I'm honestly curious. (Context: I grew up in northern France and in the Netherlands, I'm 37 and male.) I am really not used to being touched and would never even consider breaking into someone's personal space. Exceptions for my girlfriend or shaking hands, of course. How does your need for physical contact feel? How can you tell whether the other will react well or not? Do people change after you've touched them? What happens in your mind if you have to keep your distances when you'd rather initiate contact?
I always use to touch when I talk to those who I know damn well. So when I know they trust me I touch otherwise I keep distance. I also only do that when I'm talking about something interesting or important to remember it.

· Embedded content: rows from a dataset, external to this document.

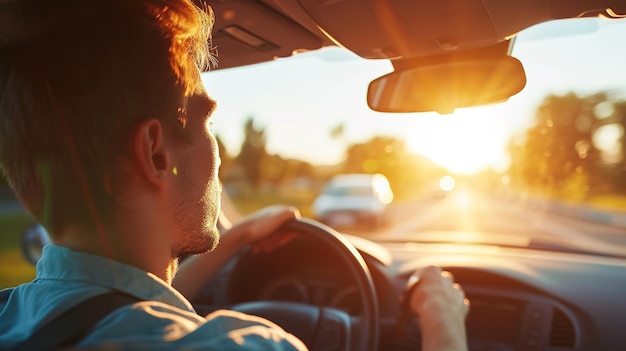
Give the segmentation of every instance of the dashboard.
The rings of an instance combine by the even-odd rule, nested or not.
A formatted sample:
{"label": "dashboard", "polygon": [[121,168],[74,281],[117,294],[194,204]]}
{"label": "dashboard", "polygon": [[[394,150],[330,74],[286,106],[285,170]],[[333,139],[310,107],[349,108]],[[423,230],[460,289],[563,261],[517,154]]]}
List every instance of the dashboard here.
{"label": "dashboard", "polygon": [[[450,271],[471,302],[475,351],[625,350],[626,260],[467,244],[373,242],[347,236],[363,256],[380,309],[380,350],[419,350],[419,318],[398,323],[411,273]],[[298,237],[270,253],[244,251],[194,301],[200,313],[250,301],[290,301],[360,314],[356,282],[319,242]]]}

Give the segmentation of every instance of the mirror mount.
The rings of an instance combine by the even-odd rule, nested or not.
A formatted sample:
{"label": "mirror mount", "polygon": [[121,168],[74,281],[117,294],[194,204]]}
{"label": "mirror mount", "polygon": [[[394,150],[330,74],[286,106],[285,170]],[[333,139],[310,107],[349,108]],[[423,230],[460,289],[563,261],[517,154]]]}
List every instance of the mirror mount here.
{"label": "mirror mount", "polygon": [[508,56],[513,49],[514,38],[496,45],[476,48],[473,50],[450,51],[445,54],[405,57],[392,59],[391,64],[396,71],[405,71],[415,67],[433,66],[446,62],[493,60]]}

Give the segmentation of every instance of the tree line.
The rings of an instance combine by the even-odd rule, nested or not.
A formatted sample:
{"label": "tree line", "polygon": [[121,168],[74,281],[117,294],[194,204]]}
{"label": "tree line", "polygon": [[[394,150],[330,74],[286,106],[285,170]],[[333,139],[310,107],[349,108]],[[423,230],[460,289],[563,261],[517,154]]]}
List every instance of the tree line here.
{"label": "tree line", "polygon": [[[342,133],[341,125],[329,131],[333,138]],[[382,173],[394,192],[403,197],[423,191],[433,183],[433,178],[447,174],[443,167],[411,153],[403,140],[391,136],[374,136],[349,145],[343,162],[336,166],[316,167],[306,161],[285,159],[268,153],[265,129],[255,126],[252,117],[244,125],[239,154],[229,155],[219,137],[218,144],[221,145],[222,181],[254,188],[286,185],[298,179],[306,179],[319,187],[338,173]]]}
{"label": "tree line", "polygon": [[[511,163],[506,178],[510,187],[568,200],[626,196],[626,101],[606,92],[548,95],[531,120],[532,126],[509,143]],[[330,136],[340,138],[343,129],[342,125],[333,128]],[[226,180],[237,178],[254,187],[277,186],[297,178],[320,183],[337,173],[382,173],[396,194],[409,197],[432,189],[434,182],[448,174],[392,136],[374,136],[349,145],[343,162],[323,173],[305,161],[268,154],[265,130],[256,127],[253,118],[246,122],[244,133],[240,153],[226,156],[222,174]],[[487,175],[483,172],[480,177]]]}
{"label": "tree line", "polygon": [[534,122],[510,142],[512,186],[568,200],[626,195],[626,101],[549,95]]}

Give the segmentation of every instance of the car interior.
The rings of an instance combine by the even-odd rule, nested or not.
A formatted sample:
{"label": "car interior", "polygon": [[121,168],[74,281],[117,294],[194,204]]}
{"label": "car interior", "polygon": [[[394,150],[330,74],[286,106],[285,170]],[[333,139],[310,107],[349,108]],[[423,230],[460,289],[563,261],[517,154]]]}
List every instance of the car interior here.
{"label": "car interior", "polygon": [[[209,5],[216,13],[213,46],[219,64],[214,70],[339,46],[392,64],[393,72],[372,81],[362,101],[384,112],[449,113],[507,100],[526,85],[524,62],[510,56],[517,33],[550,20],[617,21],[626,14],[624,1],[231,0]],[[498,79],[490,89],[476,89],[486,75]],[[400,300],[413,270],[439,265],[454,274],[471,301],[470,350],[626,347],[623,247],[621,255],[590,255],[582,249],[552,250],[556,244],[549,243],[518,248],[369,240],[303,222],[296,226],[309,235],[268,254],[243,252],[194,303],[214,308],[271,301],[256,307],[273,310],[268,317],[279,315],[278,323],[295,328],[312,349],[414,350],[420,348],[419,320],[401,325]],[[317,238],[320,228],[333,240]],[[302,314],[282,302],[318,307],[315,313],[322,316],[307,324],[319,323],[317,328],[298,330]],[[348,321],[326,318],[328,308],[346,313]],[[312,318],[311,313],[303,314]]]}
{"label": "car interior", "polygon": [[[555,23],[547,34],[554,41],[601,31],[604,26],[610,27],[606,23],[626,28],[623,0],[210,0],[207,4],[216,17],[211,45],[218,61],[203,74],[209,95],[220,91],[220,77],[226,80],[229,74],[241,74],[245,78],[255,67],[273,65],[280,69],[282,63],[291,60],[304,61],[310,54],[340,50],[349,55],[347,63],[338,60],[343,64],[353,62],[350,60],[385,64],[363,81],[357,101],[382,114],[381,125],[401,124],[401,118],[419,119],[422,114],[442,121],[459,110],[483,105],[497,108],[509,100],[515,102],[516,96],[533,89],[535,82],[533,56],[516,56],[515,52],[524,48],[523,34],[537,26]],[[567,25],[586,20],[601,23],[601,28]],[[542,42],[528,33],[529,45]],[[626,35],[626,30],[621,33]],[[607,41],[607,47],[621,50],[624,36],[615,38]],[[595,49],[582,44],[574,47],[578,51],[571,56],[572,61],[595,53]],[[593,56],[596,63],[588,66],[590,71],[592,66],[603,65],[602,55]],[[566,61],[559,61],[541,74],[549,76],[566,66]],[[579,71],[581,77],[586,69]],[[618,71],[614,75],[621,75],[621,88],[626,89],[626,80]],[[304,83],[297,77],[276,79],[287,86]],[[342,78],[335,79],[325,81],[323,89],[341,86]],[[251,81],[250,89],[264,90],[264,84]],[[622,101],[619,94],[623,91],[616,90],[619,88],[612,86],[611,90],[618,96],[611,100],[616,101],[615,106]],[[233,86],[228,93],[236,95],[243,89]],[[215,98],[220,105],[216,130],[223,136],[226,127],[219,125],[219,119],[229,117],[222,117],[220,109],[227,108],[228,102]],[[280,104],[281,96],[276,98],[275,105]],[[310,101],[315,104],[324,104],[313,98]],[[340,108],[341,102],[329,104],[331,110]],[[303,110],[307,108],[302,106]],[[541,111],[548,113],[547,108]],[[278,123],[304,134],[309,122],[298,116],[294,112]],[[472,123],[472,117],[468,113],[459,123]],[[603,121],[624,126],[626,116],[620,118],[607,117]],[[361,123],[368,121],[369,117],[363,118]],[[500,116],[499,121],[507,126],[513,118],[508,122],[507,116]],[[526,127],[535,130],[534,126]],[[618,130],[612,139],[622,150],[615,151],[617,160],[597,161],[606,174],[615,169],[611,173],[611,184],[615,186],[597,188],[619,199],[626,197],[626,190],[620,188],[626,179],[626,142],[621,128],[615,129],[621,132]],[[536,130],[541,134],[540,129]],[[496,125],[479,131],[483,134],[475,135],[475,140],[499,133]],[[597,138],[599,135],[596,133]],[[449,143],[466,147],[464,140],[449,137]],[[559,144],[559,140],[556,146],[533,144],[534,149],[524,149],[524,157],[531,161],[525,161],[523,169],[518,167],[519,172],[543,174],[532,173],[543,163],[533,163],[528,153],[543,155],[548,146],[556,150],[558,145],[566,145],[566,141]],[[296,144],[292,144],[294,148]],[[593,143],[574,144],[576,155],[596,149],[600,155],[604,150]],[[510,146],[509,150],[517,149]],[[582,159],[588,158],[580,156]],[[550,160],[545,167],[569,167],[567,160]],[[402,179],[410,183],[408,167],[412,164],[403,158],[397,163],[399,169],[406,167]],[[516,164],[522,162],[516,163],[513,158],[508,171],[517,170]],[[385,228],[374,233],[335,228],[309,218],[312,216],[303,211],[302,219],[281,228],[281,232],[298,233],[294,239],[270,252],[245,248],[206,282],[198,296],[189,298],[200,314],[231,308],[266,317],[298,336],[311,350],[420,350],[419,317],[406,315],[403,296],[415,270],[436,265],[454,275],[470,300],[466,319],[469,350],[625,350],[626,202],[593,211],[590,197],[580,202],[556,201],[560,195],[554,195],[556,190],[550,192],[555,187],[559,194],[596,189],[593,184],[586,185],[591,183],[581,183],[583,171],[577,169],[584,167],[570,167],[571,174],[579,175],[575,178],[579,183],[574,178],[558,184],[537,181],[537,187],[548,189],[545,196],[505,191],[487,181],[480,186],[470,185],[462,181],[469,177],[459,176],[455,190],[442,180],[436,183],[437,195],[419,202],[402,202],[402,189],[394,188],[398,177],[390,177],[393,204],[398,204]],[[619,167],[621,170],[617,170]],[[506,179],[502,181],[513,189],[512,177],[499,175],[498,181]],[[593,179],[605,179],[598,177]],[[232,177],[224,176],[222,181],[225,191],[221,225],[227,230],[246,211],[238,207],[240,193],[233,190]],[[507,229],[493,229],[503,226]],[[417,227],[424,230],[416,234]],[[506,233],[496,235],[498,231]]]}

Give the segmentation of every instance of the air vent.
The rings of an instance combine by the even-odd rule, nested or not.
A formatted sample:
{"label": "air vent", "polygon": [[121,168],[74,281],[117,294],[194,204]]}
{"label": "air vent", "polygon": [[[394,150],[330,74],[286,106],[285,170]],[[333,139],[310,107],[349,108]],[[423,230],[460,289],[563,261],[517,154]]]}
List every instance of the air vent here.
{"label": "air vent", "polygon": [[569,347],[576,346],[576,330],[570,318],[560,309],[555,308],[550,330],[550,346]]}

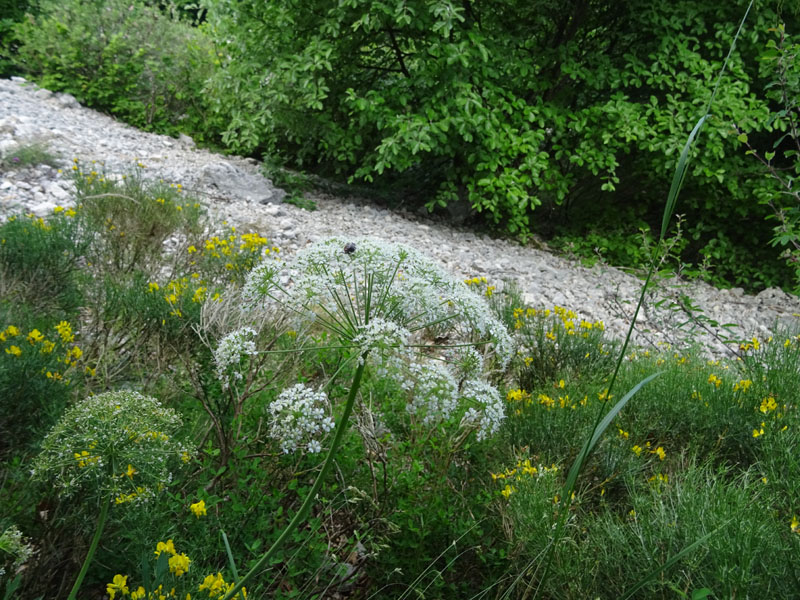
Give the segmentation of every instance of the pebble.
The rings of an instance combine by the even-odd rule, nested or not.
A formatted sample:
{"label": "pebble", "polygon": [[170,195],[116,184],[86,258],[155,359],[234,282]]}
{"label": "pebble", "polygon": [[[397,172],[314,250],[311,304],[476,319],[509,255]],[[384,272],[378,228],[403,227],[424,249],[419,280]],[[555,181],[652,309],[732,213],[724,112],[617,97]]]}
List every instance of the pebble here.
{"label": "pebble", "polygon": [[[64,173],[44,166],[0,173],[0,220],[73,204],[66,174],[73,158],[97,161],[118,176],[141,162],[146,177],[181,183],[217,222],[226,220],[240,230],[266,235],[286,255],[332,235],[382,237],[422,250],[458,277],[485,276],[498,290],[505,279],[513,279],[530,305],[571,308],[582,318],[602,320],[606,331],[618,338],[626,333],[641,291],[639,278],[613,267],[587,268],[547,252],[543,244],[537,248],[492,239],[441,219],[392,212],[358,198],[307,193],[317,206],[309,212],[282,203],[284,192],[263,177],[253,159],[198,149],[185,135],[175,139],[144,133],[82,107],[69,94],[52,94],[20,77],[0,79],[0,154],[31,142],[46,144],[60,156]],[[457,216],[452,219],[457,221]],[[702,326],[685,323],[686,314],[679,308],[682,296],[702,310]],[[776,324],[796,333],[800,299],[773,288],[749,295],[740,288],[719,290],[703,282],[661,279],[648,293],[636,323],[634,340],[640,346],[669,343],[679,349],[695,342],[710,356],[725,356],[730,348],[738,349],[723,343],[725,339],[764,338]],[[728,331],[722,327],[727,323],[735,327]]]}

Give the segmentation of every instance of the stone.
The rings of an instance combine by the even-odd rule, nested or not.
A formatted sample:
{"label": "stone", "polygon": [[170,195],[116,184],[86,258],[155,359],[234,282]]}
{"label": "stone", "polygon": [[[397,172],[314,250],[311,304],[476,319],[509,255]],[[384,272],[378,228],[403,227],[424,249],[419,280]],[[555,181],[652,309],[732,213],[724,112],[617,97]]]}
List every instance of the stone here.
{"label": "stone", "polygon": [[283,211],[277,204],[273,204],[272,202],[267,202],[264,205],[264,214],[269,215],[270,217],[279,217],[283,214]]}
{"label": "stone", "polygon": [[36,90],[36,93],[34,94],[34,96],[36,96],[40,100],[47,100],[52,95],[53,95],[53,92],[51,92],[50,90],[46,90],[44,88],[42,88],[40,90]]}
{"label": "stone", "polygon": [[52,202],[44,201],[31,206],[31,212],[37,217],[46,217],[53,214],[56,205]]}
{"label": "stone", "polygon": [[0,140],[0,158],[9,156],[18,146],[19,144],[14,140]]}
{"label": "stone", "polygon": [[278,203],[286,196],[286,192],[273,186],[269,179],[248,173],[225,160],[206,165],[201,182],[222,196],[248,203]]}
{"label": "stone", "polygon": [[75,99],[72,94],[56,94],[56,101],[64,108],[80,108],[80,103]]}
{"label": "stone", "polygon": [[51,181],[45,186],[45,191],[50,195],[53,196],[56,200],[64,201],[67,200],[70,196],[67,191],[62,188],[58,183],[55,181]]}
{"label": "stone", "polygon": [[194,140],[185,133],[182,133],[178,136],[178,143],[181,145],[181,147],[190,150],[193,150],[197,147],[197,145],[194,143]]}

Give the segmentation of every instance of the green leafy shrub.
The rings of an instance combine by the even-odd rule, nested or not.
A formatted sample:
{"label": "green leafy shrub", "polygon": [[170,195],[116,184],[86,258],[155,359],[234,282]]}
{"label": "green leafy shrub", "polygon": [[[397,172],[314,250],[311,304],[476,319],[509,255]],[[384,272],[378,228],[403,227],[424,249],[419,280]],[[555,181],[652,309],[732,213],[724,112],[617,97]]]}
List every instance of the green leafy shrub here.
{"label": "green leafy shrub", "polygon": [[771,245],[783,248],[781,256],[795,273],[794,291],[800,293],[800,43],[796,34],[792,35],[794,31],[787,33],[783,23],[770,32],[774,37],[767,40],[760,61],[774,107],[768,123],[781,135],[767,151],[757,150],[746,132],[739,134],[739,141],[747,146],[747,154],[761,162],[778,187],[779,193],[759,195],[759,202],[772,211],[770,218],[776,225]]}
{"label": "green leafy shrub", "polygon": [[0,321],[3,325],[0,457],[37,439],[61,416],[86,369],[83,350],[67,321],[29,317],[26,322]]}
{"label": "green leafy shrub", "polygon": [[203,210],[184,197],[181,184],[145,180],[145,165],[109,176],[102,165],[72,166],[78,210],[97,232],[95,261],[110,261],[106,269],[128,273],[151,271],[160,261],[164,241],[177,234],[199,234]]}
{"label": "green leafy shrub", "polygon": [[25,17],[26,12],[35,13],[37,3],[29,0],[0,1],[0,77],[9,77],[16,72],[14,55],[19,46],[14,28]]}
{"label": "green leafy shrub", "polygon": [[[652,570],[714,532],[701,549],[682,556],[633,597],[674,598],[678,592],[691,597],[703,588],[726,598],[754,590],[791,595],[791,564],[770,557],[794,551],[797,536],[785,516],[753,510],[753,494],[769,502],[756,473],[736,474],[691,459],[674,470],[656,466],[624,476],[624,500],[604,496],[598,503],[599,490],[593,499],[575,498],[555,572],[542,582],[540,593],[570,599],[602,589],[609,597],[628,597],[626,592],[646,581]],[[512,478],[518,490],[503,502],[503,513],[512,523],[512,556],[520,570],[533,564],[529,560],[547,544],[557,508],[553,477],[534,472],[519,481]],[[540,583],[533,569],[525,580],[534,587]],[[512,597],[524,597],[526,586],[521,587]]]}
{"label": "green leafy shrub", "polygon": [[209,131],[202,90],[213,48],[200,29],[148,3],[47,0],[16,37],[15,62],[47,89],[148,131]]}
{"label": "green leafy shrub", "polygon": [[[583,228],[586,212],[614,221],[644,207],[655,227],[663,182],[744,10],[692,1],[206,6],[225,54],[212,101],[232,149],[341,177],[405,178],[429,208],[466,205],[523,239],[538,207],[556,221],[577,215]],[[683,261],[708,257],[721,279],[749,287],[787,280],[779,263],[765,268],[776,262],[769,211],[752,201],[775,186],[742,155],[734,128],[772,128],[752,57],[776,21],[760,7],[731,56],[679,207],[690,224]]]}
{"label": "green leafy shrub", "polygon": [[78,274],[88,243],[75,215],[17,215],[0,225],[0,305],[13,310],[19,302],[58,316],[80,305]]}

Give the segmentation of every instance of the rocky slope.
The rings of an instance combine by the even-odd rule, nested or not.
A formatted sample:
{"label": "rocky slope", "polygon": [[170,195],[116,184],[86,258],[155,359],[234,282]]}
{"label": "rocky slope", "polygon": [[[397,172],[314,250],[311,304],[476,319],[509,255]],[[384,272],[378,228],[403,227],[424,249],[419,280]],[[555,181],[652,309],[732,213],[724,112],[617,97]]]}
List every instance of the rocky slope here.
{"label": "rocky slope", "polygon": [[[618,269],[585,268],[548,252],[492,239],[418,214],[390,212],[363,201],[310,194],[313,212],[281,203],[284,194],[259,174],[256,161],[197,149],[190,138],[173,139],[138,131],[81,107],[74,98],[53,94],[20,78],[0,80],[0,157],[40,142],[61,157],[102,161],[110,172],[146,165],[149,177],[181,183],[208,206],[218,220],[266,234],[291,253],[330,235],[377,236],[424,250],[463,277],[485,276],[502,286],[516,281],[534,306],[561,305],[605,322],[623,336],[641,289],[641,281]],[[39,166],[0,174],[0,219],[18,212],[49,214],[72,202],[69,176]],[[701,323],[692,323],[679,299],[691,299]],[[660,302],[664,300],[664,302]],[[688,323],[686,323],[689,321]],[[709,325],[735,324],[725,330]],[[720,336],[769,336],[776,327],[800,326],[800,300],[778,289],[756,296],[740,289],[718,290],[699,282],[660,281],[648,295],[637,320],[641,345],[690,341],[714,355],[726,353]],[[735,345],[733,346],[735,347]]]}

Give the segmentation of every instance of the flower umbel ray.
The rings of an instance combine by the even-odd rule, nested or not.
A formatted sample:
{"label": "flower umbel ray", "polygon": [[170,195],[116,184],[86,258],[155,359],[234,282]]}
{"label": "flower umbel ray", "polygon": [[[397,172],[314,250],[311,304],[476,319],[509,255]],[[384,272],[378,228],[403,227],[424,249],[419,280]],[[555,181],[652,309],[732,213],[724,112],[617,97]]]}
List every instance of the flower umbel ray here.
{"label": "flower umbel ray", "polygon": [[[350,243],[355,250],[346,253]],[[415,337],[446,335],[489,343],[502,364],[511,358],[511,338],[485,299],[431,259],[400,244],[330,238],[301,250],[283,268],[273,260],[262,262],[248,277],[242,295],[249,304],[290,312],[296,321],[293,329],[316,323],[344,343],[379,317]]]}

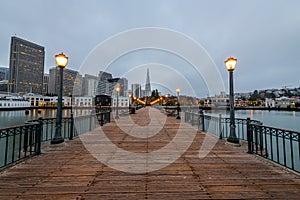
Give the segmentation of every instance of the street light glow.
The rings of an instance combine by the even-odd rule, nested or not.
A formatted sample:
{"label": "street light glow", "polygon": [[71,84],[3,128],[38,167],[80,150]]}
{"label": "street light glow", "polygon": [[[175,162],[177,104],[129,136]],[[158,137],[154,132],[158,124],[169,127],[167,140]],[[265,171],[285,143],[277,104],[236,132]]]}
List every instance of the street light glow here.
{"label": "street light glow", "polygon": [[225,66],[228,71],[234,71],[236,67],[237,59],[233,57],[229,57],[227,60],[225,60]]}
{"label": "street light glow", "polygon": [[55,61],[59,68],[65,68],[68,64],[68,57],[61,52],[60,54],[55,55]]}

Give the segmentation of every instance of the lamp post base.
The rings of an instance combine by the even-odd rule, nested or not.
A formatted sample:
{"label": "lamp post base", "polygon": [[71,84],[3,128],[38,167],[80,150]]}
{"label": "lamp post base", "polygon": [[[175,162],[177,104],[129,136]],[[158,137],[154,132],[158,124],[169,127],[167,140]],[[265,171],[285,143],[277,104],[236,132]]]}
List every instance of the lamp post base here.
{"label": "lamp post base", "polygon": [[65,140],[64,138],[60,137],[60,138],[53,138],[51,140],[51,144],[60,144],[60,143],[63,143]]}
{"label": "lamp post base", "polygon": [[240,140],[238,138],[230,137],[230,136],[229,136],[229,138],[227,138],[226,144],[231,144],[231,145],[238,146],[238,147],[241,146]]}

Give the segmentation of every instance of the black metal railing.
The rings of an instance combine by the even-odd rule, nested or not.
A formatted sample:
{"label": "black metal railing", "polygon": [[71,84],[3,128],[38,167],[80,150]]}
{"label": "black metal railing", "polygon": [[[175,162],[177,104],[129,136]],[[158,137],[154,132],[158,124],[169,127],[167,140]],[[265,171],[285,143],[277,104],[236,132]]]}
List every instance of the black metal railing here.
{"label": "black metal railing", "polygon": [[[230,118],[185,112],[185,122],[216,135],[220,139],[230,134]],[[263,126],[258,120],[235,118],[236,134],[248,142],[248,153],[253,153],[300,172],[300,132]]]}
{"label": "black metal railing", "polygon": [[0,168],[41,153],[42,121],[0,129]]}
{"label": "black metal railing", "polygon": [[[205,115],[202,111],[185,112],[185,122],[193,126],[198,126],[198,129],[204,132],[209,132],[219,138],[227,138],[230,134],[230,118],[222,117],[221,114]],[[262,125],[261,121],[250,120],[251,124]],[[237,137],[247,141],[247,119],[235,118]]]}
{"label": "black metal railing", "polygon": [[300,132],[249,123],[248,153],[300,172]]}
{"label": "black metal railing", "polygon": [[[62,118],[61,134],[64,139],[91,131],[110,122],[110,112]],[[22,126],[0,129],[0,169],[29,156],[41,153],[41,142],[54,137],[56,118],[39,118]]]}

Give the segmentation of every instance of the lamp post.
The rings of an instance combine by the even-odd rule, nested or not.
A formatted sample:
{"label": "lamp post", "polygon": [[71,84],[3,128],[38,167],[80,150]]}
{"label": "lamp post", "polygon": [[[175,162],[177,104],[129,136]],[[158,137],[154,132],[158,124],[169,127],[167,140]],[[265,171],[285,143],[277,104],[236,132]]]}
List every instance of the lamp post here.
{"label": "lamp post", "polygon": [[119,92],[120,92],[120,87],[116,87],[116,92],[117,92],[117,107],[116,107],[116,117],[115,119],[119,119]]}
{"label": "lamp post", "polygon": [[59,90],[57,99],[57,113],[56,113],[56,125],[55,135],[51,140],[51,144],[59,144],[64,142],[64,138],[61,135],[61,119],[62,119],[62,93],[63,93],[63,69],[68,64],[68,57],[60,53],[55,55],[56,65],[59,68]]}
{"label": "lamp post", "polygon": [[177,117],[176,119],[181,119],[180,118],[180,104],[179,104],[179,92],[180,92],[180,88],[176,88],[176,93],[177,93]]}
{"label": "lamp post", "polygon": [[235,116],[234,116],[234,92],[233,92],[233,71],[236,67],[237,59],[229,57],[225,61],[225,66],[229,71],[229,104],[230,104],[230,135],[227,142],[239,144],[239,139],[235,133]]}

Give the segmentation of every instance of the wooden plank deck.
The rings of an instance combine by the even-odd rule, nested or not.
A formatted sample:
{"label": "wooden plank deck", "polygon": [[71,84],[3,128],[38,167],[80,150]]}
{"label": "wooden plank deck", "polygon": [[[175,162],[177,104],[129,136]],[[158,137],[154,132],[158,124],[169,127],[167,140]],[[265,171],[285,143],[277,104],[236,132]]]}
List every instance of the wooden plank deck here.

I was a lot of times fooled, "betrayed" and set up by my so called friends so it's important for me to feel that they are there to help me. I can tell by the first time I did it I asked them if it bothers them or not. My friend a lot of times trusts me more the closer I go to him. My personality also includes me pulling my friends into sibling hugs (male, female doesn't matter) If I wan't to initiate contact but I have to keep distance then I try to steer the topic in a direction until they trust me enough to let me touch them. I respect their pride or personal space as I have friends who don't mind if I touch them but not in public. I also use to apologize if I do it and won't do it again unless they don't mind. I use to touch to get people's attention since I'm*
So apparently I walk really quietly, and when I try to get someone's attention, instead of tapping them I loudly whisper 'hey' and people think I am sneaking up on them.